Pupils in Year 5 at Horndean Junior School in Five Heads Road had a talk from NatWest bank employees on how to look after their money in the future.

The bank is working in partnership with the school to set up the accounts.

The children need permission from their parents to do so but will have the account in their name. Those who do will receive a piggy bank they can put their savings into until they deposit it into their account.

Students will learn about credit ratings, savings and the different types of accounts that are available.

Mrs Jollisse-Smith, Year 5 teacher, said: ‘We want to encourage the children to be sensible with their money in the future.

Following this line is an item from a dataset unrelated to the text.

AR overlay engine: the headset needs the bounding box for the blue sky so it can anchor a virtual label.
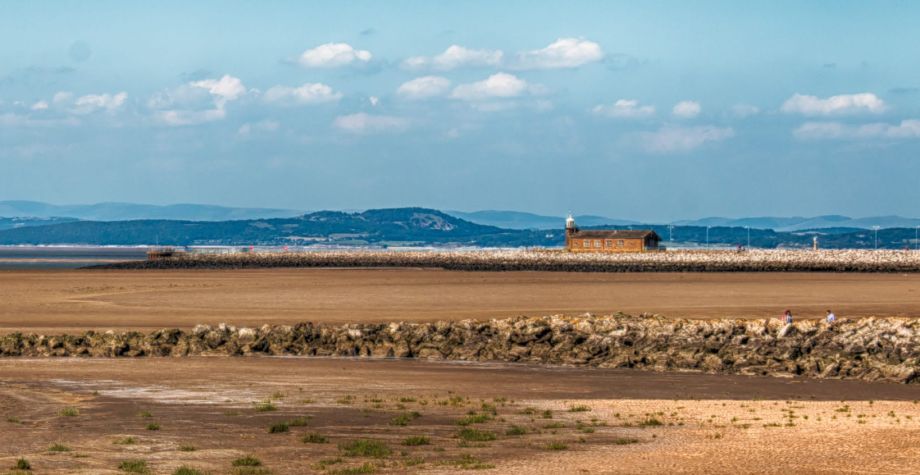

We want them to understand the importance of saving.

‘We’re working with their parents and NatWest to set up personal accounts.

‘The money can be deposited into them on a Thursday before school. This means it can become a regular thing.

‘We want to give the children a good grounding with their money, especially in the current economic climate.’

The children will run the bank themselves with supervision from teachers.

Finance is not part of the national curriculum but can be incorporated into tutor sessions.

Kate Utting, headteacher at Horndean Junior School, thinks it is an important factor of a child’s learning.

She said: ‘It’s a great thing to teach the children.

‘We want them to understand money management is vital and I think teaching them something at a young age will help them in the future.

‘That is what we are hoping to achieve through the programme.

‘It’s a very useful scheme and is easy to put into practise in every day school life.’

She added: ‘It’s something all schools should do especially as they children get older.

‘It would be great to see other schools taking part and seeing children benefiting from it.’

The students who set up their own personal bank accounts at the school will have access to a website.

It will give them contact with NatWest staff who can help them with any questions.